Synthetic data generation has become a surrogate technique for tackling the problem of bulk data needed in training deep learning algorithms. Areas such as computer vision have greatly benefited from advances in deep learning and now generating synthetic data is serving as a good starting point for researchers who are trying to bridge the data gap. A recent research from University of Barcelona talks about Synthetic Data Generation model which introduced a synthetic image generation algorithm to tackle the lack of availability of training data in a fully-supervised learning problem. Synthetic data is defined as anonymised data, generated to mimic real world data.
According to Sergey Nikolenko, chief research officer at Neuromation, synthetic data is a more efficient way of getting perfectly labeled data for recognition. In a post, he shared that the synthetic data approach has proven to be very successful, and now the models trained by Neuromation are already being implemented in the retail sector.
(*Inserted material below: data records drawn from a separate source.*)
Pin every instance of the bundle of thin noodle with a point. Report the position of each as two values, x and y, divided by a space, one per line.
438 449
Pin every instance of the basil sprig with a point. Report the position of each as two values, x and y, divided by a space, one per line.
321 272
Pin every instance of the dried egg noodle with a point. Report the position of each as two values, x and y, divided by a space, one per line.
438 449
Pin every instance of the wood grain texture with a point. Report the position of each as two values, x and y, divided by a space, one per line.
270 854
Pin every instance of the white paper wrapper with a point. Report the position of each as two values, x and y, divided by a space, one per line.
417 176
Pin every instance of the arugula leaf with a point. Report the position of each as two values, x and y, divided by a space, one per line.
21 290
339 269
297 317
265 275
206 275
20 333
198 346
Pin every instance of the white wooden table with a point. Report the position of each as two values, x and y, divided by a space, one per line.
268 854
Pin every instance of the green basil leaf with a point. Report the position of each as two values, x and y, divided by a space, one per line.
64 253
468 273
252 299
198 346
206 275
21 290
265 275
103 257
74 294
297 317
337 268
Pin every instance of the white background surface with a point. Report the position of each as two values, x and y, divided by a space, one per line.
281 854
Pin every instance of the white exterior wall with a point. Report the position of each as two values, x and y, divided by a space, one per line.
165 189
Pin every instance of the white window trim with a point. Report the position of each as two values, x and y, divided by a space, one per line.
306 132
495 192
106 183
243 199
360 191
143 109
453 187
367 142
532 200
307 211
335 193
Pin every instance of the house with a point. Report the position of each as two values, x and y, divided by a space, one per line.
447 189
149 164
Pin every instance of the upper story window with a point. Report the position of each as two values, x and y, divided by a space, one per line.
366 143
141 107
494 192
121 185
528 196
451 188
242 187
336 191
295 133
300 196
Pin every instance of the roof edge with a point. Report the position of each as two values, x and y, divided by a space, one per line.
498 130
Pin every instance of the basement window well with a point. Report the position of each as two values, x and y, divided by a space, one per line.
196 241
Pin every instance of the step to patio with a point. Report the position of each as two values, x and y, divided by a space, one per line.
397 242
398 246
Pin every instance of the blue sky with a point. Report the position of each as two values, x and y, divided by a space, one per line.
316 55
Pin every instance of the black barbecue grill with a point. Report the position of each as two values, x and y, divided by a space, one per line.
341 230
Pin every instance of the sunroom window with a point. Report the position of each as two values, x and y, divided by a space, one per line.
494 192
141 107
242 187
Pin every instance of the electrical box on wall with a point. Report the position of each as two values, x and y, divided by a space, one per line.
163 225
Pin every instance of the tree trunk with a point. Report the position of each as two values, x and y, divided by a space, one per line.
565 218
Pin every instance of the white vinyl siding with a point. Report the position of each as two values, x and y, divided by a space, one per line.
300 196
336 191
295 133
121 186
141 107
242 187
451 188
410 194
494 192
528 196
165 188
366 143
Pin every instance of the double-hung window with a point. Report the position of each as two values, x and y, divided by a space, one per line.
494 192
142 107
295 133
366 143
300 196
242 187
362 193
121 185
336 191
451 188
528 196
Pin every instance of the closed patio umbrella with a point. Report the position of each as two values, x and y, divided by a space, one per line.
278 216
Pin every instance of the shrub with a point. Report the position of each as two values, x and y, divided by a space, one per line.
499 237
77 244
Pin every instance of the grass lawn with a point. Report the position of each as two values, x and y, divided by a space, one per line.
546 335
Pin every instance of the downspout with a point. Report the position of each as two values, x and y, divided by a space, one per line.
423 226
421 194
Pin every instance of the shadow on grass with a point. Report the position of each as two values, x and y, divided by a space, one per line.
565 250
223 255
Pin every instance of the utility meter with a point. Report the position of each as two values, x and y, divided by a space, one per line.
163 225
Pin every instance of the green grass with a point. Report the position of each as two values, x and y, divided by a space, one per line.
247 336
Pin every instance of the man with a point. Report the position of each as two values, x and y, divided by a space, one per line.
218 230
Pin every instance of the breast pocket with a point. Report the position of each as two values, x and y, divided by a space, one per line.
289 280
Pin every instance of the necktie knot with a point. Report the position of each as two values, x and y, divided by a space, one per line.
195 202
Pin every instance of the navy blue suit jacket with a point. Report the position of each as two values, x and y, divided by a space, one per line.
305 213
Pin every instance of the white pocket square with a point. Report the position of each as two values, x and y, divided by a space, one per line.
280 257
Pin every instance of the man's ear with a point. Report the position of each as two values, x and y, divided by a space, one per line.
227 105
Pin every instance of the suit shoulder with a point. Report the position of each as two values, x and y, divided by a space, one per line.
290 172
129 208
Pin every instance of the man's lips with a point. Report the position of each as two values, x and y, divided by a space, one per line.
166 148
Nikolenko Outlined The Following Major Benefits Of Using Synthetic Data:
- Reduces the manual work required to label data
- The replicated data is labeled perfectly without any errors
- Synthetic data is pegged as a useful tool for testing the scalability of algorithms and the performance of new software
Despite the upside, it also comes with its own disadvantages. According to Gautier Krings, chief scientist at Real Impact Analytics, synthetic data can’t be used to for research purposes, as it only reproduces specific properties of the data. He further emphasised that producing quality synthetic data is complicated, since it can be difficult to keep a track of all the features which are required to replicate the real data. Other researchers have voiced similar concerns about bias in synthetic data and have said that while it is good for training models, it cannot be used for research as it cannot serve as a base for understanding real world problems. Another big problem in using synthetic images is to comprehend the extent to which this data can be applied to solve real world problems, and whether the data introduces any bias in the model.
MIT Research Demonstrates How To Generate Synthetic Data
In a paper titled The Synthetic Data Vault, MIT researchers Kalyan Veeramachaneni, principal research scientist and co-authors Neha Patki and Roy Wedge, talked about a system that automatically created synthetic data. SDV automatically builds machine learning models out of real databases and cranks out synthetic data. The algorithm — recursive conditional parameter aggregation synthesises artificial data for any relational dataset. Their findings indicated that the SDV successfully modeled relational datasets and used the generative models to synthesise data which the data scientists could use effectively.
According to Veeramachaneni, once the database was modeled, the researchers recreated a synthetic version of the data that looked like the original database and even if the original database featured missing values and noise, the noise was embedded to produce the right results.
One of the key advantages of this model, as outlined by Veeramachaneni is that it tackles the data crunch problem the companies face. The SDV model also affects the data privacy problem wherein companies can continue designing and testing models without causing a breach of data. Also, another upside is that machine learning models can be easily scaled to create either small or large synthetic data sets, thereby helping in stress tests for big data systems.
Another approach outlined by Salesforce’s Andrey Karapetov is to use historical data, sample the probability distribution and generate as many data points as needed for our use. He mentioned that with Maximum Likelihood Estimation researchers can use samples from historical data to create a model that can be further queries for more data points when required.
With GDPR and stricter privacy laws kicking in the other parts of the world, companies are grappling with tighter regulations, data governance and data collection issues. With restricted access to data, big tech companies would make more investment in simulating real data to rapidly test data science models and algorithms. While synthetic data can’t be used for research, it will help companies get rid of the privacy bottleneck, it will allow researchers and scientists to continue their work without using any sensitive data, says Veeramachaneni. Over a period of time, synthetic data will play a huge part in scaling business applications and will give data scientists more flexibility as compared to real data.